Эта двойственность слуха — тема других текстов, относящихся к тому же периоду (I–II вв.), и она возникает непременно в связи с вопросом о практике себя, управлении душой и т. д. Я хотел бы остановиться преимущественно на двух отрывках, один — из Сенеки, из 108-го письма, другой — из Эпиктета. И действительно, и тот и другой поднимают общую тему двойственности слуха (pathetikos и logikos). Но они ставят ее немного по-разному. Сенека в 108-м письме поднимает вопрос о пассивности слушания. Он подходит к нему с этой стороны и пытается раскрыть двойственность самой пассивности. Скажем так: Плутарх показывает, что слух двойственен, поскольку он одновременно pathetikos и logikos. Сенека возвращается к теме пассивности слуха (смысл pathetikos), но он делает само патетическое началом двойственности, из чего проистекают свои преимущества и свои недостатки. Все это хорошо объяснено в письме 108. Он говорит это, желая показать преимущества самой пассивности слуха. В конце концов, не так уж плохо, что ухо, в сущности, пропускает в нас все, как есть, без вмешательства воли, и что оно воспринимает всякий достигающий его логос. Так, говорит он, для учителя философии это даже очень удобно, потому что, даже если его не понимают или не слушают и вовсе ничего не делают, все равно что-то от его слов останется. Всегда остается что-то, потому что логос проникает в ухо и потом, независимо от того, хочет этого человек или нет, вершит невидимую работу в душе. «Кто пришел к философу, тот пусть каждый день уносит с собой что-нибудь хорошее и возвращается домой или здоровее или излечимее».* [Мы уже встречались с] этой идеей насчет того, что курс философии это предприятие на самом деле терапевтическое; вспомните Эпикура, когда он говорит, что философская школа — iatreion — лечебное заведение.[9]
Стало быть, прийти к философу — все равно что прийти к врачу. И от них уходят всегда либо выздоравливающим, либо более разумным. В том и сила философии, что она помогает не только приверженным ей, но и всем, кто с ней имеет дело, и прозелитам (так передано studentes, учащиеся), и прочим (conversantes),[10] иначе говоря: как тем, кто усердно занимается, желая либо дополнить свое образование, либо самим стать философами, так и тем, кто просто оказался поблизости. Даже и они извлекают из этого пользу. Так, говорит он, оказавшись на солнце, загоришь, даже если вышел не для этого. Или если замешкаешься у торговца притираниями, унесешь с собою запах лавки. Точно также, «побыв рядом с философией, люди, даже не стараясь (neglegentibus), непременно извлекут нечто полезное». иЭтот забавный пассаж на самом деле имеет отношение к важной части доктрины, к учению о семенах в душе. Во всякой разумной душе, которая приходит в мир, содержатся семена добродетели, — их-то и пробуждают к росту слова, те самые слова истины, что звучат вокруг и воспринимаются слухом. Как были посеяны в человеке семена добродетели, внедренные в него самой природой разума, так и пробудить их может логос, проникающий в душу без его ведома. Есть некий род автоматизма в том, как работает логос с задатками добродетели в душе, [автоматизма], обусловленного наличием семян и в то же время природой, отличительными особенностями истинного логоса.

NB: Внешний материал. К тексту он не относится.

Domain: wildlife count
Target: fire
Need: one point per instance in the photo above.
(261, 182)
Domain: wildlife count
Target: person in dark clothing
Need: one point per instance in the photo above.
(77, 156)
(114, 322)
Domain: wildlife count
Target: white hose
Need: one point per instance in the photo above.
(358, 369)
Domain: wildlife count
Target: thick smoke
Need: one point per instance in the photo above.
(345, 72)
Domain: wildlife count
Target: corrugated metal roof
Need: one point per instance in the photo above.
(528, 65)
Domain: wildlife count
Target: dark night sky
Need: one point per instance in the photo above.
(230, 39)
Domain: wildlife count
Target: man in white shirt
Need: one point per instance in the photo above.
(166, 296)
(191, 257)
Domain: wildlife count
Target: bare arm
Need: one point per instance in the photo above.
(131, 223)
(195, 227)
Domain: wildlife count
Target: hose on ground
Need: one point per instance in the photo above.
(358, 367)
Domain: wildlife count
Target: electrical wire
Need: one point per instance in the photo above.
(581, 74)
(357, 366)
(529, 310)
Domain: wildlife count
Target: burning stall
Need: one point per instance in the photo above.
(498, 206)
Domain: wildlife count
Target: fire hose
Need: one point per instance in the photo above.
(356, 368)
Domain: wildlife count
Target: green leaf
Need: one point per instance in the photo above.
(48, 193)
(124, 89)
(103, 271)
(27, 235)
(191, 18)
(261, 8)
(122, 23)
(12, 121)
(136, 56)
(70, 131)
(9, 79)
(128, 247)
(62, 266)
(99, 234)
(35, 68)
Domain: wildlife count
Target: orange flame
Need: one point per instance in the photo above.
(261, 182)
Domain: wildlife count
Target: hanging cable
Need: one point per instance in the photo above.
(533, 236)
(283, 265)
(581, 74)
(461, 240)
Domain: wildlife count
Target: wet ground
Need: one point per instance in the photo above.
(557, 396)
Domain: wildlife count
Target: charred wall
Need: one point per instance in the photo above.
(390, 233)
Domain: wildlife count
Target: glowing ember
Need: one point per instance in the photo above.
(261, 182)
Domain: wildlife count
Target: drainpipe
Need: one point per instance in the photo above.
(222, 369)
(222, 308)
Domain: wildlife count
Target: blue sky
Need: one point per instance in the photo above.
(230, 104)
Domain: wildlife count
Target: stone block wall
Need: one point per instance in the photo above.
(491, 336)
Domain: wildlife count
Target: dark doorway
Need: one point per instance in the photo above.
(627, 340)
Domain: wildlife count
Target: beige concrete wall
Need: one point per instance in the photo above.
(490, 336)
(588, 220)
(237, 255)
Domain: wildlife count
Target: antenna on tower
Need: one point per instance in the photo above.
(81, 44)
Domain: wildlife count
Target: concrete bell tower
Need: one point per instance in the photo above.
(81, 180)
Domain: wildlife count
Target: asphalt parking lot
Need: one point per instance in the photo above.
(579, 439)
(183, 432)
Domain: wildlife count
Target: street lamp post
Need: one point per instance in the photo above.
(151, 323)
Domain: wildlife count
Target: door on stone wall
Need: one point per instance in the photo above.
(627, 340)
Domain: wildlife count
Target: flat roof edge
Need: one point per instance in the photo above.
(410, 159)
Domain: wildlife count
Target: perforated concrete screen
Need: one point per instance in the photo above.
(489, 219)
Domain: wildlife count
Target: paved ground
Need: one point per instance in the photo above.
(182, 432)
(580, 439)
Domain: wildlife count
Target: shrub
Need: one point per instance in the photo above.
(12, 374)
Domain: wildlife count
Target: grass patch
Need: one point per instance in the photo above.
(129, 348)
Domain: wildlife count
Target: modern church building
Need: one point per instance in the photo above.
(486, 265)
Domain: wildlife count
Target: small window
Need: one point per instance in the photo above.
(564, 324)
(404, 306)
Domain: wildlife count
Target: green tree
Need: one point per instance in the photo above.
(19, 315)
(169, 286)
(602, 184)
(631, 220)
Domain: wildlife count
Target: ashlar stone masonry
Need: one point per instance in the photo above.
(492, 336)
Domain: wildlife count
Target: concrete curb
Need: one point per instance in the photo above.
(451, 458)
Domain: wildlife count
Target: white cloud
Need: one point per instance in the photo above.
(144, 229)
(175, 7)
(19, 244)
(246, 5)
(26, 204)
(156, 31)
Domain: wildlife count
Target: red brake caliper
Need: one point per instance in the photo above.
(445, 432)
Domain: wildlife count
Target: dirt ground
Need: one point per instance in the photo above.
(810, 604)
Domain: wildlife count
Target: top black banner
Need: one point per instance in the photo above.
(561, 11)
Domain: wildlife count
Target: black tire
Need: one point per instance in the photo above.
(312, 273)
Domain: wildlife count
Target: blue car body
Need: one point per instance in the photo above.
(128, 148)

В этом, следовательно, состоит преимущество патетической, пассивной стороны слушания. Но в том же самом 108-м письме Сенека отмечает, что есть в этом, кроме того, и недостатки. Если правда, говорит он, что, побывав рядом с философией, выносят для себя что-то полезное примерно так же, как, побывав на солнце, получают загар, тем не менее, говорит он, есть и такие, кто просидел в школе и не извлек никакой пользы. Это, говорит он, те, кто посещали ее не как ученики (dis-cipuli). Они посещали ее как inquilini, жильцы философов.[12]
Они были сидельцами в школе и, в конце концов, не вынесли из этого никакой пользы. Но коль скоро зародыши добродетели и воздействие — даже неосознанное — логоса должны были как-то образовать их, то если они на деле так и остались не более чем сидельцами, то это потому, что их не занимало то, что говорилось. Они обращали внимание лишь на красоты речи, на модуляции голоса, изысканные выражения и на манеру говорить. Как видите, перед нами встает такой вопрос (я к нему вскоре вернусь); как это получается, что логос, способный, коль скоро он говорит истину, стихийно и как бы автоматически воздействовать на душу, не оказывает на нее, пусть даже слушают невнимательно, положительного воздействия? Дело в том, что внимание не туда направлено. Оно направлено туда, куда не надо. Отсюда потребность в некотором искусстве, во всяком случае, в некоторой технике, в некоторой приемлемой манере слушания.